Für Roy Hodgson müssen die Schweizer noch an ihrem Torabschluss arbeiten.

(Keystone)

Der ehemalige Schweizer Fussball-Nationalcoach Roy Hodgson meint im Gespräch mit swissinfo, die Schweiz könne trotz der Eliminierung im Achtelfinal stolz auf ihr Team sein.

Hodgson war beeindruckt vom Schweizer Teamgeist und der defensiven Leistung. Doch seien mehr Tore nötig, um die Chance wahrnehmen zu können, die Euro 2008 im eigenen Land zu gewinnen.

Hodgson lobt zuallererst den derzeitigen Nationaltrainer Köbi Kuhn für die Art und Weise, wie er die Spieler im Turnier eingesetzt hat. Die Schweiz hatte es als Gruppensieger in die Achtelfinals der Fussball-WM geschafft und war am Montag der Ukraine erst im Elfmeterschiessen unterlegen.

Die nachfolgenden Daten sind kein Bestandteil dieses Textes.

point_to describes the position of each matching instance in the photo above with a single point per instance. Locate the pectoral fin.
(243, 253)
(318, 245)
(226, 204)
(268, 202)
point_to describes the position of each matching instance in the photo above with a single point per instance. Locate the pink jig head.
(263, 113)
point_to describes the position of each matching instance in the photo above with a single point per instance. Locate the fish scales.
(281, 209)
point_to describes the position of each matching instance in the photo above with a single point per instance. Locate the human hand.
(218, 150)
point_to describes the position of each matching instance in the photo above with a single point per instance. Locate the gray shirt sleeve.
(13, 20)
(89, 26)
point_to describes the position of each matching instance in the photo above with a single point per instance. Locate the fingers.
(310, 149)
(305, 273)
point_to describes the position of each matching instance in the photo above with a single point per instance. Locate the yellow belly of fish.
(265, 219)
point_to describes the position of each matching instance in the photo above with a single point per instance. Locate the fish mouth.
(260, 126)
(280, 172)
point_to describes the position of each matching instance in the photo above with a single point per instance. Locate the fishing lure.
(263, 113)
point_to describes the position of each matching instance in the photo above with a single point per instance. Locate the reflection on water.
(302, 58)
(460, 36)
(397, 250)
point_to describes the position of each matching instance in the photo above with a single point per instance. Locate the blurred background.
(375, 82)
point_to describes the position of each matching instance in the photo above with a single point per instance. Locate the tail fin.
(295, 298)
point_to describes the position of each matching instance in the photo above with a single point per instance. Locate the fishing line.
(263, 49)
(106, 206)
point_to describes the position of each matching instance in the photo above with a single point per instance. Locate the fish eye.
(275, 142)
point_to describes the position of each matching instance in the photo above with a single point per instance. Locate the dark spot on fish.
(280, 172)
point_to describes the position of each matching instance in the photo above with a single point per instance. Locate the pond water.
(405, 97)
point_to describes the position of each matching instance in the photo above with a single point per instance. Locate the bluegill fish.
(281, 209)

Doch Hodgson warnt die Fans auch vor zu hohen Erwartungen an die Euro 2008, die in der Schweiz und Österreich ausgetragen wird. Hodgson hatte das Schweizer Team 1994 an die WM und 1996 an die Euro gebracht.

swissinfo: Wie werten Sie die Schweizer Leistung an der Fussball-WM?

Roy Hodgson: Ich gratuliere der Schweiz. Sie haben sich sehr gut geschlagen und haben allen Grund, stolz zu sein. Sie waren gründlich vorbereitet und haben als Team gut zusammen funktioniert.

In den Spielen gegen Frankreich und vor allem gegen die Ukraine war die Abwehrleistung ausserordentlich. Nicht nur hinten, sondern im ganzen Feld, einschliesslich der Stürmer. Einer der positivsten Aspekte ihres Spiels war die Arbeitslast des ganzen Teams.

Jeder, der behauptet, die Mannschaft sei am Montag eingefroren oder zu ängstlich gewesen, hat keine Ahnung, von was er spricht.

swissinfo: Welche Spieler sind ihnen besonders aufgefallen?

R.H.: Mit Patrick Müller und Ludovic Magnin hat die Schweiz zwei hervorragende Spieler. Müller könnte bis 50 weiterspielen, weil er mit dem Kopf spielt.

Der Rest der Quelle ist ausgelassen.